In a well-practiced, steady tone she said, “Were he a real dog, his left leg would be toast. He’s lucky you guys have bones like titanium. He needs Benadryl and a steroid injection to counteract the allergic reaction. I recommend sedation or a local block before we go beyond that.”
Eric stared at the wolf in silence for several seconds. Then he met her gaze. “No sedation. No local. The allergy drugs are fine. You can use a local if it makes you feel better, but he won’t need it. He’s handled far worse.”
“Fine. But remember, no biting. Is it okay if a tech assists me?”
“No tech. You alone. I’ll help, if you need it,” Eric said.
…
“All done.” Vee pushed away from her patient and waved at the mostly shaved left thigh and shoulder.
Eric glanced up from his iPhone. “Twenty minutes. That was fast.”
“I need to get going.” She glanced at her watch. She also wasn’t sure how much longer she could take the tempting smell of her patient’s blood. Perhaps the odor was some sort of ramped-up defense mechanism. Inspire a vamp to bite. One suck guaranteed death.
The wolf jumped up from his prone position on the floor and shook, fluffing out his coat. Between one blink and the next, his fur was completely regrown. She turned away to pull her lab coat off the exam table and shrug it on. When she glanced back to her patient, he was in human form.
“That was not part of our deal.” Her breath caught.
Stop staring.
Her eyes refused to break away from his sculpted muscles while her entire body went haywire. Sweat trickled down her back and between her breasts as if someone had turned off the air conditioner. The wolf rated damn near spectacular. And…wow, the man was proportional everywhere.
Her brain provided a detailed fantasy montage of this wolf’s hands on her.
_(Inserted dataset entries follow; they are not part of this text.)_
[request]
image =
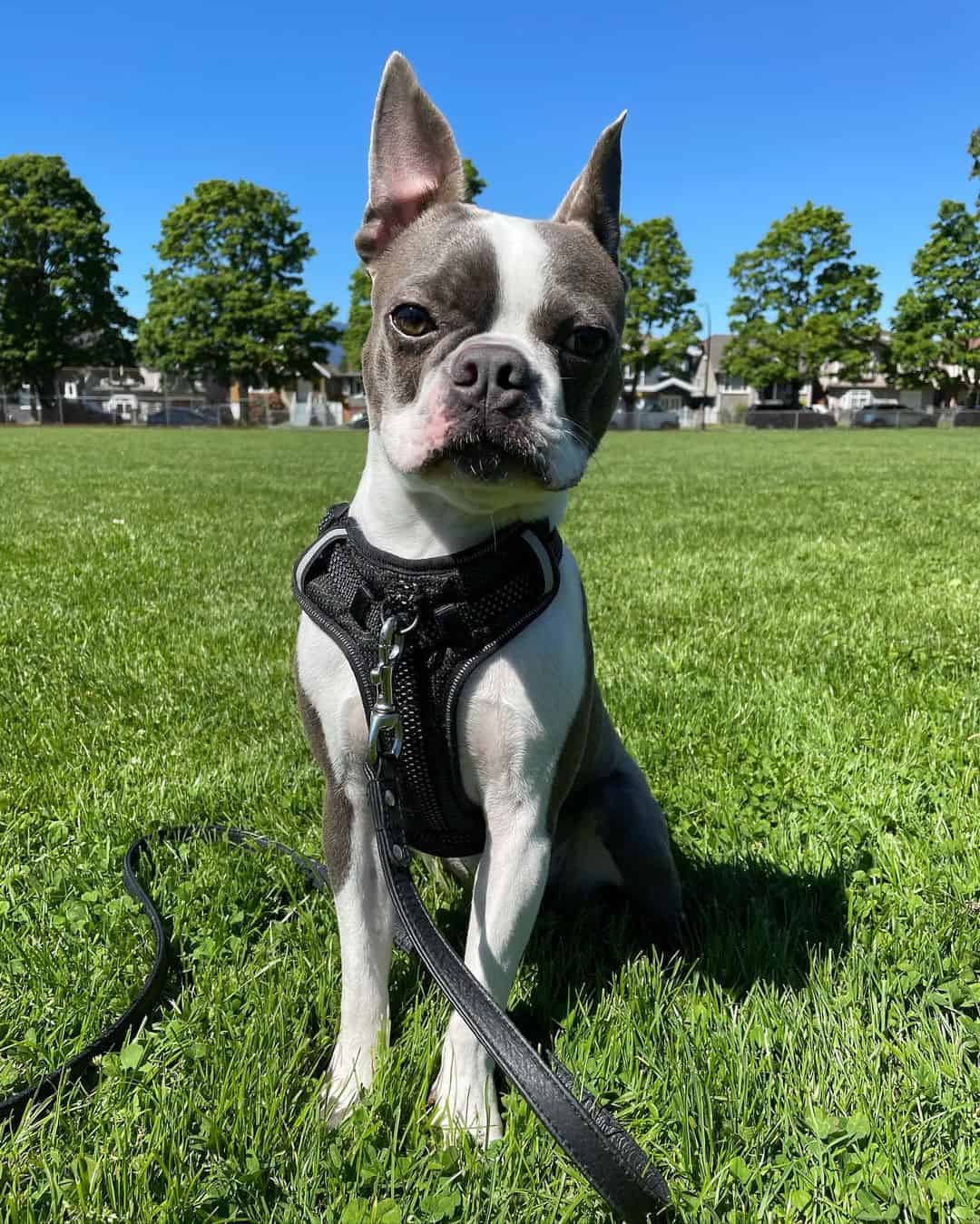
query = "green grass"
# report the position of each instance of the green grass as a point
(788, 634)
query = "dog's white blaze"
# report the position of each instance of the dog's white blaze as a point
(523, 265)
(522, 257)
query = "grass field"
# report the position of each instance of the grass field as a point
(788, 634)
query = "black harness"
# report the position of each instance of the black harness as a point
(466, 606)
(457, 610)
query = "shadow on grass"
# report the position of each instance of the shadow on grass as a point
(749, 922)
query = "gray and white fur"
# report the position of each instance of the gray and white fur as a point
(491, 370)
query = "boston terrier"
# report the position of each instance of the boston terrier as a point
(491, 371)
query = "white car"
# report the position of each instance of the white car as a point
(649, 417)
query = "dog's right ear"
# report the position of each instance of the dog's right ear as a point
(414, 161)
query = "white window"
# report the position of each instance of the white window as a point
(857, 399)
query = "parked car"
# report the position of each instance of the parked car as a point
(651, 416)
(775, 414)
(656, 417)
(81, 411)
(180, 416)
(891, 413)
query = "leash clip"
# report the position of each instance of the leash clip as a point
(385, 718)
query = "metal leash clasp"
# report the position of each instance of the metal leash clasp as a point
(385, 718)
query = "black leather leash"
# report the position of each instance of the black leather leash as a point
(603, 1151)
(114, 1037)
(599, 1146)
(614, 1164)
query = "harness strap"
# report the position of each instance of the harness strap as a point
(614, 1164)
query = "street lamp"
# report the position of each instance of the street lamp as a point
(708, 361)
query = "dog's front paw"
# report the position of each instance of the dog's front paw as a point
(351, 1073)
(464, 1097)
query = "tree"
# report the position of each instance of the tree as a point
(358, 316)
(475, 185)
(58, 302)
(358, 312)
(936, 319)
(800, 301)
(230, 302)
(660, 323)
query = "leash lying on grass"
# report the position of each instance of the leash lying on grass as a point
(599, 1146)
(614, 1164)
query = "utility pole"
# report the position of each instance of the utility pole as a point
(708, 362)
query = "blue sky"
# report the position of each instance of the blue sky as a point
(737, 112)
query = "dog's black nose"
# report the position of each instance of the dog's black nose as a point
(494, 375)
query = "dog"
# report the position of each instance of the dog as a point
(491, 371)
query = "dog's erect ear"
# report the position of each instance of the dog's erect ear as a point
(593, 199)
(414, 161)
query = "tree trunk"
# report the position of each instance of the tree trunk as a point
(629, 403)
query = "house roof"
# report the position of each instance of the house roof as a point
(671, 382)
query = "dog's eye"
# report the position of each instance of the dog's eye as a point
(587, 342)
(411, 319)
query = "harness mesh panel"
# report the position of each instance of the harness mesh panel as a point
(466, 607)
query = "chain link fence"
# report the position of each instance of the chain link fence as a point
(25, 407)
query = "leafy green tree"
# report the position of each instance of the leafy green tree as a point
(660, 323)
(974, 151)
(358, 312)
(358, 316)
(801, 300)
(230, 302)
(475, 185)
(58, 302)
(936, 319)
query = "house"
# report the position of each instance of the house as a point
(728, 396)
(675, 391)
(125, 393)
(724, 397)
(329, 396)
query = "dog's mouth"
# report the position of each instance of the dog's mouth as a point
(491, 460)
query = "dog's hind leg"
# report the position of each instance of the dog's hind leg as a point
(506, 896)
(614, 832)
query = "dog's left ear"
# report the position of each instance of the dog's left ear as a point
(414, 161)
(593, 199)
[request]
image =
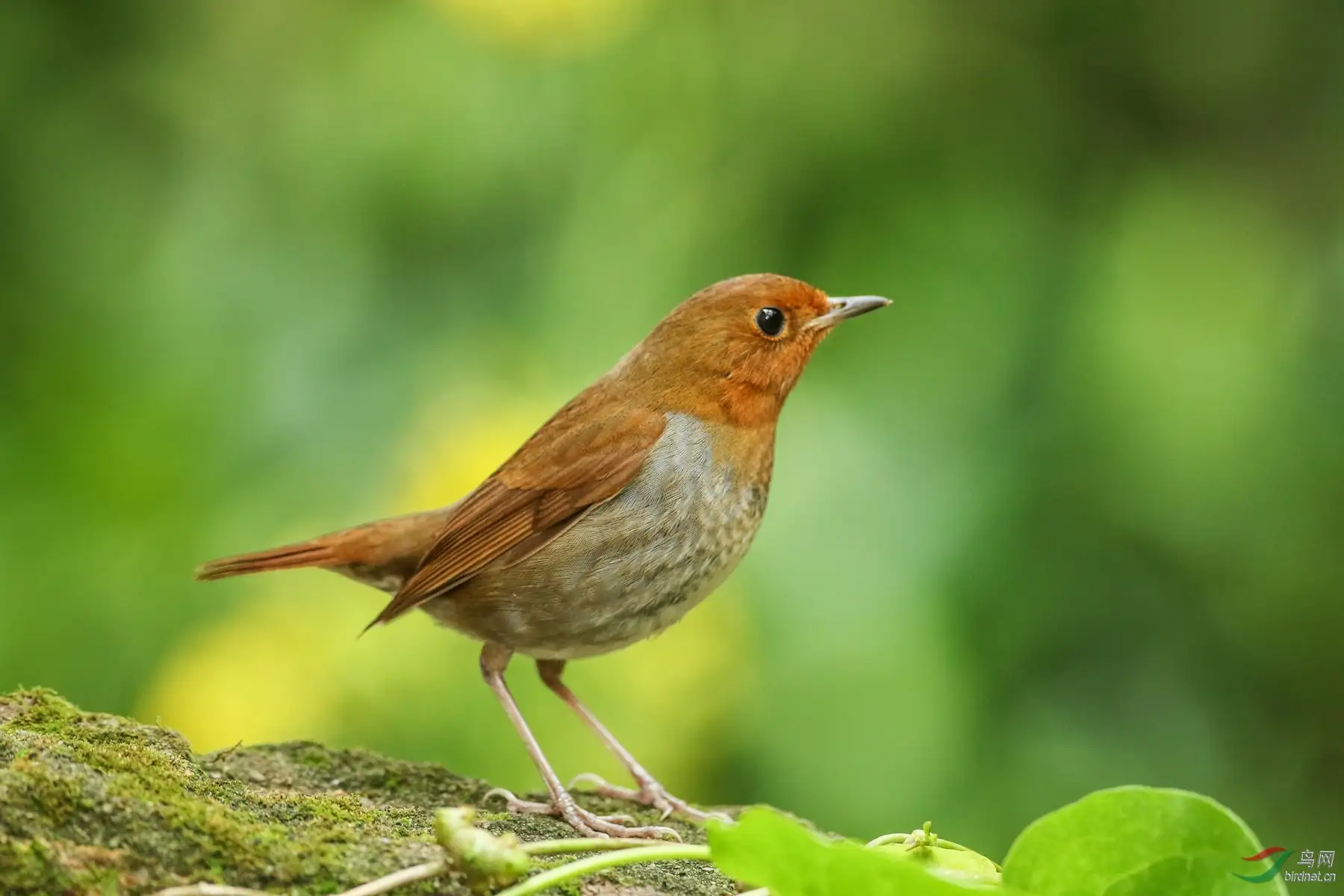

Everywhere. She also fantasized her share of touching back. But notjusttouching. There’d be biting and pleasure. It’d be hard, possessive, and driven.
With a mental shake, she took a step away from him. She didn’t harbor illicit fantasies about jumping into bed with a wolf. She liked her species. This amplified sexual attractiveness had to be a part of his ancient aura—some sort of trans-species enthrallment.